RLHF

Reinforcement Learning from Human Feedback

RLHFとは

RLHF(Reinforcement Learning from Human Feedback、人間のフィードバックからの強化学習)とは、人間の好みや判断を報酬信号として大規模言語モデル(LLM)を微調整する手法です。
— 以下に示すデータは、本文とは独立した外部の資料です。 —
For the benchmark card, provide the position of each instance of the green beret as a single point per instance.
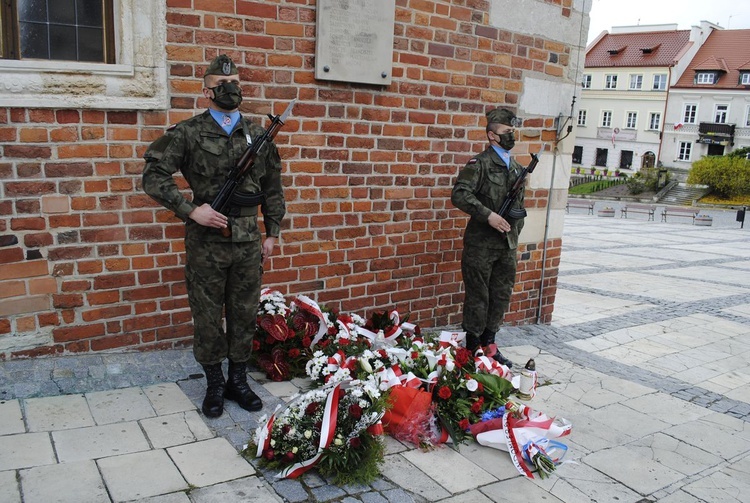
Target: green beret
(502, 116)
(222, 65)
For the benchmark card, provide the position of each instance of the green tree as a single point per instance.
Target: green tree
(727, 176)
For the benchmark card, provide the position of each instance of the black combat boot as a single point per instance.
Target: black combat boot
(487, 338)
(238, 390)
(213, 404)
(472, 342)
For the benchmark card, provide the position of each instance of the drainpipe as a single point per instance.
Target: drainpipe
(661, 133)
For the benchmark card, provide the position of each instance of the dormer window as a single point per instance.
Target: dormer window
(705, 78)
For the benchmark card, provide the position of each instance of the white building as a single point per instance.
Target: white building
(626, 82)
(708, 111)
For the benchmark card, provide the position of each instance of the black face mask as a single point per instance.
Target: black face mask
(506, 140)
(227, 95)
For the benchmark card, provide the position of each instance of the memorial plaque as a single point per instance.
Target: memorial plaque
(355, 40)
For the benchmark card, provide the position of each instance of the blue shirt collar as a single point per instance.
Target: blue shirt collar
(504, 154)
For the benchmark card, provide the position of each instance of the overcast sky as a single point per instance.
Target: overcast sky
(729, 14)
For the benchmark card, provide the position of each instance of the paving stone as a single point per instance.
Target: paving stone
(450, 469)
(628, 466)
(327, 493)
(168, 398)
(99, 441)
(11, 417)
(77, 482)
(167, 431)
(180, 497)
(404, 474)
(140, 475)
(119, 405)
(248, 489)
(57, 413)
(210, 462)
(25, 450)
(9, 487)
(373, 497)
(291, 490)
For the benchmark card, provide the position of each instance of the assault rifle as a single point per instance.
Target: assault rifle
(228, 191)
(505, 210)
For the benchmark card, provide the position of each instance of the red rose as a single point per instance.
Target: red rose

ChatGPTやClaude、Geminiなどの現代のAIアシスタントの訓練に不可欠な技術として広く採用されています。

RLHFのプロセス

RLHFは3つのステップで行われます。第一に、教師あり微調整(SFT)で基本的な応答能力を学習します。第二に、人間のアノテーターがモデルの出力を比較評価し、そのデータから報酬モデルを訓練します。第三に、報酬モデルからの報酬信号を用いてPPOなどの強化学習アルゴリズムでLLMを最適化します。

なぜRLHFが必要か

事前学習だけでは、モデルの出力が人間にとって有用で安全であることは保証されません。「有用性」「正直さ」「無害性」といった人間の価値観をスカラーの報酬関数として定式化することは困難ですが、「出力Aと出力Bのどちらが良いか」という比較判断は人間が容易に行えます。RLHFはこの比較データを活用して間接的に報酬関数を学習します。

RLHFの課題と発展

報酬モデルの過最適化(Reward Hacking)、アノテーター間の一貫性の確保、計算コストの高さなどが課題です。DPO(Direct Preference Optimization)のようにRLステップを省略する手法や、AI自身のフィードバックを使うRLAIFなどの発展手法も研究されています。